Obama: Don't want 'militarized' police culture
Dec. 02, 2014
WASHINGTON (AP) — President Barack Obama asked federal agencies on Monday for concrete recommendations to ensure the U.S. isn't building a "militarized culture" within police departments, as he promoted the use of body cameras by police in the wake of the shooting of an unarmed black teen in Ferguson, Missouri.
With protests ongoing in Ferguson and across the country, Obama spoke to reporters at the end of a White House meeting with police, civil rights activists and local leaders and acknowledged the participants told him that there have been task forces in the past and "nothing happens."
"Part of the reason this time will be different is because the president of the United States is deeply invested in making sure that this time is different," Obama said.

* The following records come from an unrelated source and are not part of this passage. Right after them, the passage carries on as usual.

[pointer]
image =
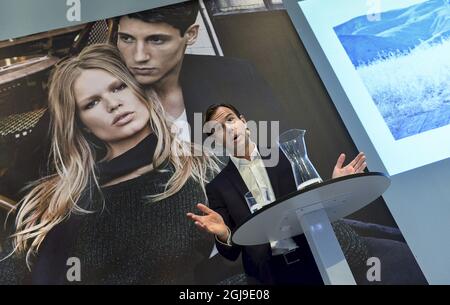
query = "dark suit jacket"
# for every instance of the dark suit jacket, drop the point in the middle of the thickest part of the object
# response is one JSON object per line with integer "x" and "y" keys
{"x": 226, "y": 196}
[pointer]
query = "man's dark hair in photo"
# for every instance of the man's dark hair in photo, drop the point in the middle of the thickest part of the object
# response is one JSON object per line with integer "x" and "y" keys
{"x": 181, "y": 15}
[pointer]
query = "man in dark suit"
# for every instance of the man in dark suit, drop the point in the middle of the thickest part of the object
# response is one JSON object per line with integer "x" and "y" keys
{"x": 248, "y": 170}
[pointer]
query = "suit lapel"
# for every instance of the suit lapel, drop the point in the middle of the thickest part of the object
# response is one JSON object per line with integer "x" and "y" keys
{"x": 235, "y": 178}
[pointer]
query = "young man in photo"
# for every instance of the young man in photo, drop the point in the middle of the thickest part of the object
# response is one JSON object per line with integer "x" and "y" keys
{"x": 153, "y": 45}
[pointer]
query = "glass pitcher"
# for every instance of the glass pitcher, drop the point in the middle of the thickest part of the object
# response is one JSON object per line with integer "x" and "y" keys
{"x": 292, "y": 143}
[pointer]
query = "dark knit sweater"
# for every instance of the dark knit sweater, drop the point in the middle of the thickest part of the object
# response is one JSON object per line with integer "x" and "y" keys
{"x": 133, "y": 240}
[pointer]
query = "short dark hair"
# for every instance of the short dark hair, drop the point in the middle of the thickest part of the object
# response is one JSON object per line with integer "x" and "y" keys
{"x": 181, "y": 15}
{"x": 212, "y": 110}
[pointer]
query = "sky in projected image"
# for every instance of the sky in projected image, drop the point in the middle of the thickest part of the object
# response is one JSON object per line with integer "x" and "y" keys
{"x": 403, "y": 58}
{"x": 390, "y": 61}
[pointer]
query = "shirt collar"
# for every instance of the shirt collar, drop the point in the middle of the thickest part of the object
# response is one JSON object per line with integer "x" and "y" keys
{"x": 239, "y": 162}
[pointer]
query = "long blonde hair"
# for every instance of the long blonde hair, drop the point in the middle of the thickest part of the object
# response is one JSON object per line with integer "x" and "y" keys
{"x": 54, "y": 198}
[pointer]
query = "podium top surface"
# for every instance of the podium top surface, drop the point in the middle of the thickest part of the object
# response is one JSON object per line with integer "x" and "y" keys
{"x": 338, "y": 197}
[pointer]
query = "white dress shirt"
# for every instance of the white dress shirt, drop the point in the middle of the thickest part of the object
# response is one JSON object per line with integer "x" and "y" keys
{"x": 180, "y": 126}
{"x": 254, "y": 174}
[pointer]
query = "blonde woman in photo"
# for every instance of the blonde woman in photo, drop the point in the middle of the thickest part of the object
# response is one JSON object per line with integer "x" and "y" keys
{"x": 121, "y": 187}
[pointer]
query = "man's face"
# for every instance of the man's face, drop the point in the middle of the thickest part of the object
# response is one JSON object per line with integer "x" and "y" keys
{"x": 230, "y": 130}
{"x": 152, "y": 51}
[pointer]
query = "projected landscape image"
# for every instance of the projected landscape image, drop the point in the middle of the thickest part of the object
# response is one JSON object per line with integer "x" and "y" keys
{"x": 403, "y": 59}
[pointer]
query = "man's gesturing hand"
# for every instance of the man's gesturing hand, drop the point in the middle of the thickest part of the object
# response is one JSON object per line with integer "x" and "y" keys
{"x": 211, "y": 222}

Obama said he was upset to hear the young people in the meeting describe their experiences with police. "It violates my belief in what America can be to hear young people feeling marginalized and distrustful even after they've done everything right."
At least for now, Obama is staying away from Ferguson in the wake of the uproar over a grand jury's decision last week not to charge the police officer who fatally shot 18-year-old Michael Brown. Violent protests and looting erupted after the decision, resulting in at least a dozen commercial buildings being destroyed, despite Obama's pleas for calm.
In tandem with the meeting, the White House announced it wants more police to wear cameras that capture their interactions with civilians. The cameras are part of a $263 million spending package to help police departments improve their community relations. Of the total, $74 million would be used to help pay for 50,000 of the small, lapel-mounted cameras to record police on the job, with state and local governments paying half the cost
Pushing back on concerns the task force would be all talk and no action, Obama said this situation was different because he was personally invested in ensuring results. He said young people attending the meeting had relayed stories about being marginalized in society and said those stories violate "my idea of who we are as a nation.
"In the two years I have remaining as president," Obama said, "I'm going to make sure we follow through."
U.S. Attorney General Eric Holder traveled to Atlanta Monday to meet with law enforcement and community leaders for the first in a series of regional meetings around the country. Obama asked Holder to set up the meetings in the wake of clashes between protesters and police in Ferguson.
Speaking at Ebenezer Baptist Church in Atlanta — the church where the Rev. Martin Luther King Jr. preached — Holder said that he will soon unveil long-planned Justice Department guidance aimed at ending racial profiling by federal law enforcement.
"This will institute rigorous new standards — and robust safeguards — to help end racial profiling, once and for all," Holder said. "This new guidance will codify our commitment to the very highest standards of fair and effective policing."
Holder's meeting in Atlanta included a closed roundtable discussion with law enforcement and community leaders followed by a public interfaith service and community forum.
The selection of King's church as the site for the meeting was significant. The most successful and enduring movements for change adhere to the principles of non-aggression and nonviolence that King preached, Holder said.
While the grand jury has made its decision, the Justice Department continues its investigation into the death of Brown and into allegations of unconstitutional policing patterns or practices by the Ferguson Police Department, Holder said to loud applause.
Holder, who plans to leave his Attorney Generalposition once a successor is confirmed, has identified civil rights as a cornerstone priority for the Justice Department and speaks frequently about what he calls inequities in the treatment of minorities in the criminal justice system. He has targeted sentences for nonviolent drug crimes that he says are overly harsh and disproportionately affect black defendants and has promoted alternatives to prison for non-violent offenders.